While we have been getting a lot of good news on immigration in the last six months, one area where things are still confusing is what should ICE do when local police try to turn over immigrants without serious criminal records to the agency for deportation. This report from the American Immigration Council says that new guidance from Washington is too vague to be useful:
On the Friday before Christmas, U.S. Immigration and Customs Enforcement (ICE) released new guidance on immigration “detainers,” the lynchpin of agency enforcement programs involving cooperation with local police. In the new guidance, ICE Director John Morton instructed agency employees to only file detainers against immigrants who represent agency “priorities.” Unfortunately, as with prior agency memos on prosecutorial discretion, the detainer guidance is so riddled with loopholes that it could have little—if any—practical effect.
The new guidance defines “priorities” so broadly as to make the term virtually meaningless.
As is now well known, immigration detainers are requests (not commands) sent by ICE to local jails asking for selected inmates to be held even after they would otherwise be entitled to release. Although the federal government has issued detainers for decades, their use has become especially common following the expansion of Secure Communities, the controversial program that gives ICE access to the fingerprints of all people arrested by local police. Once ICE becomes aware of a potentially deportable immigrant in state or local custody, agency employees file a detainer requesting that the individual be held until federal officers assume custody.
Like prior memos issued by Morton, the new detainer guidance instructs ICE employees to focus on immigrants representing agency “priorities.” Among other examples, the guidance lists those charged with or convicted of a felony. In an editorial praising the new guidance, the New York Times suggested that—if implemented correctly—it could lead “to smarter enforcement of the immigration laws, with greater effort spent on deporting dangerous felons and less on minor offenders who pose no threat.”
In truth, however, the guidance contains so many loopholes that it could have little if any practical effect. To begin with, the guidance applies only to employees of ICE—not those of Customs and Border Protection (CBP). Thus, if ICE declines to issue a detainer under the new guidance, a local jail could simply notify the Border Patrol, an agency that does not even pretend to prioritize its enforcement efforts. The guidance also need not be followed in “extraordinary circumstances,” an undefined phrase that ICE officers can easily exploit.

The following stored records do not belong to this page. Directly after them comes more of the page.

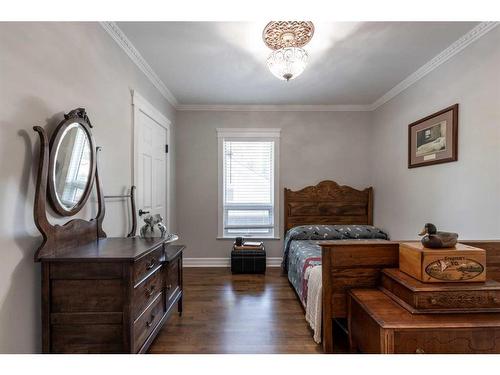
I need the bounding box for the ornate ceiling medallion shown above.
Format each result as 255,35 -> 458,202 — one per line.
262,21 -> 314,81
262,21 -> 314,50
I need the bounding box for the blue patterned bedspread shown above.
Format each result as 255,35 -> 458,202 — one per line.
283,225 -> 389,306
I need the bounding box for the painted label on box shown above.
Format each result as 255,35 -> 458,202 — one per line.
425,256 -> 484,281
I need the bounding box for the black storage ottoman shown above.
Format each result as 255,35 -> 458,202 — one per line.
231,249 -> 266,274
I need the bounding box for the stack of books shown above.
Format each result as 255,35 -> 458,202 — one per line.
233,241 -> 264,250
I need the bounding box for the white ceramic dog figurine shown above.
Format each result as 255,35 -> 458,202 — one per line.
141,214 -> 167,238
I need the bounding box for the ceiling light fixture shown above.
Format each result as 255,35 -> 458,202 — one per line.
262,21 -> 314,81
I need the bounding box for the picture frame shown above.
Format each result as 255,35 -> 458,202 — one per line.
408,103 -> 458,168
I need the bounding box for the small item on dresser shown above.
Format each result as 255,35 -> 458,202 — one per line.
380,269 -> 500,314
399,242 -> 486,283
141,214 -> 167,238
418,223 -> 458,249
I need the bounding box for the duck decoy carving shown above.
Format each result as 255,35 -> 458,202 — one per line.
418,223 -> 458,249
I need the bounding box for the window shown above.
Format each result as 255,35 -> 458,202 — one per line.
217,129 -> 280,238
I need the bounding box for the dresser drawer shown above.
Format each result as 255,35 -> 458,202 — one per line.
132,268 -> 165,320
394,327 -> 500,354
133,293 -> 166,352
415,290 -> 500,311
133,246 -> 163,284
165,258 -> 181,310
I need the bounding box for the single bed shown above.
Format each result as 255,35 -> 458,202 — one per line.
282,181 -> 398,353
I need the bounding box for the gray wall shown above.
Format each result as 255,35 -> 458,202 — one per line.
371,28 -> 500,239
176,111 -> 371,258
0,23 -> 175,353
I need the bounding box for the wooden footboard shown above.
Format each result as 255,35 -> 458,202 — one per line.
321,240 -> 399,353
322,240 -> 500,353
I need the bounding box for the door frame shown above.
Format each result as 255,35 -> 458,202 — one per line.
132,90 -> 172,233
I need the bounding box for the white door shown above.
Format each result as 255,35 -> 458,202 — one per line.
134,94 -> 170,234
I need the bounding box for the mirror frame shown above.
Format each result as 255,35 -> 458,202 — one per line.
48,108 -> 96,216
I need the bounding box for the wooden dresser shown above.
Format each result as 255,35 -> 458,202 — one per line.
39,238 -> 184,353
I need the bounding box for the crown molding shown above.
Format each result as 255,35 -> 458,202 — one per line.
100,22 -> 500,112
99,22 -> 178,107
176,104 -> 371,112
369,22 -> 499,111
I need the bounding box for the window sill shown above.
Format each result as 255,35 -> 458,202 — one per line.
217,237 -> 281,241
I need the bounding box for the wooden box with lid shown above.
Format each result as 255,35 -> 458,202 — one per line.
399,242 -> 486,283
380,269 -> 500,314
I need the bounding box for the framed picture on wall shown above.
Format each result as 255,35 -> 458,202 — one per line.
408,104 -> 458,168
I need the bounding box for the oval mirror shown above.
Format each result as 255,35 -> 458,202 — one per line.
49,119 -> 95,216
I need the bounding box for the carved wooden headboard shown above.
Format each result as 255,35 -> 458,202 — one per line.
284,181 -> 373,233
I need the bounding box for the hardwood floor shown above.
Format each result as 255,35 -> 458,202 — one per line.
149,268 -> 322,354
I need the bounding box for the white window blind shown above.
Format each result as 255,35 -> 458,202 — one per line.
217,128 -> 280,238
223,140 -> 274,236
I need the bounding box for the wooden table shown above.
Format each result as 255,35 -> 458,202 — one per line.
347,289 -> 500,354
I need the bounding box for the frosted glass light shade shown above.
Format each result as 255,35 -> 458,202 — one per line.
267,47 -> 309,81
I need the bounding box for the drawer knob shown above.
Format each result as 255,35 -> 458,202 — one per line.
146,314 -> 155,328
146,285 -> 155,298
146,258 -> 156,271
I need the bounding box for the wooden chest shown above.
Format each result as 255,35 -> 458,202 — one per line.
40,238 -> 184,353
348,289 -> 500,354
399,242 -> 486,283
381,269 -> 500,314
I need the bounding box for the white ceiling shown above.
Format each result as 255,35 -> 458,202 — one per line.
118,22 -> 477,105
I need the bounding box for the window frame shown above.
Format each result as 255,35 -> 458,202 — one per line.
216,128 -> 281,239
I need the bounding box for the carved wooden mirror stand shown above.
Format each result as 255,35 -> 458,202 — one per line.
33,108 -> 106,261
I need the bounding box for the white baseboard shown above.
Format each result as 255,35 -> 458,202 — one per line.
182,257 -> 282,268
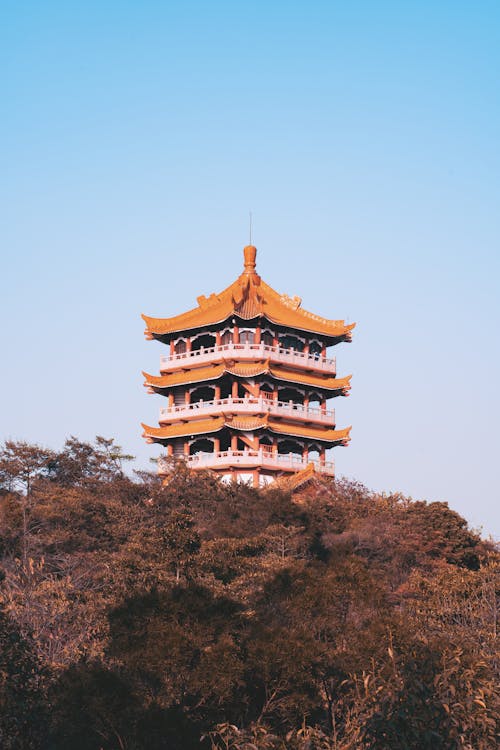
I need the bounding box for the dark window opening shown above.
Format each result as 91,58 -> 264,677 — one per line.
189,438 -> 214,456
279,334 -> 304,352
191,333 -> 215,351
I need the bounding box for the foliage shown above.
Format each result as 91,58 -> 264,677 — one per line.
0,437 -> 500,750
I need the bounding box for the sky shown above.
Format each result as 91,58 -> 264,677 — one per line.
0,0 -> 500,538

But most importantly, the new guidance defines “priorities” so broadly as to make the term virtually meaningless. For example, regardless of the seriousness of a person’s criminal history, ICE may still issue a detainer against any arrestee who illegally re-entered the country after a previous “return”—a category that includes the potentially millions of undocumented immigrants who have ever tried to re-enter the country after a previous apprehension by the Border Patrol. The new guidance also permits the issuance of detainers against persons convicted of “illegal entry,” a federal misdemeanor that the government has used to prosecute thousands of ordinary borders crossers under Operation Streamline.
In short, jurisdictions that are considering legislation to adopt their own detainer policies—such as California, where the TRUST Act is again before the state legislature—should not be fooled. Far from being a serious attempt to reform its detainer policies, ICE’s new guidance on detainers represents an insignificant change from the status quo.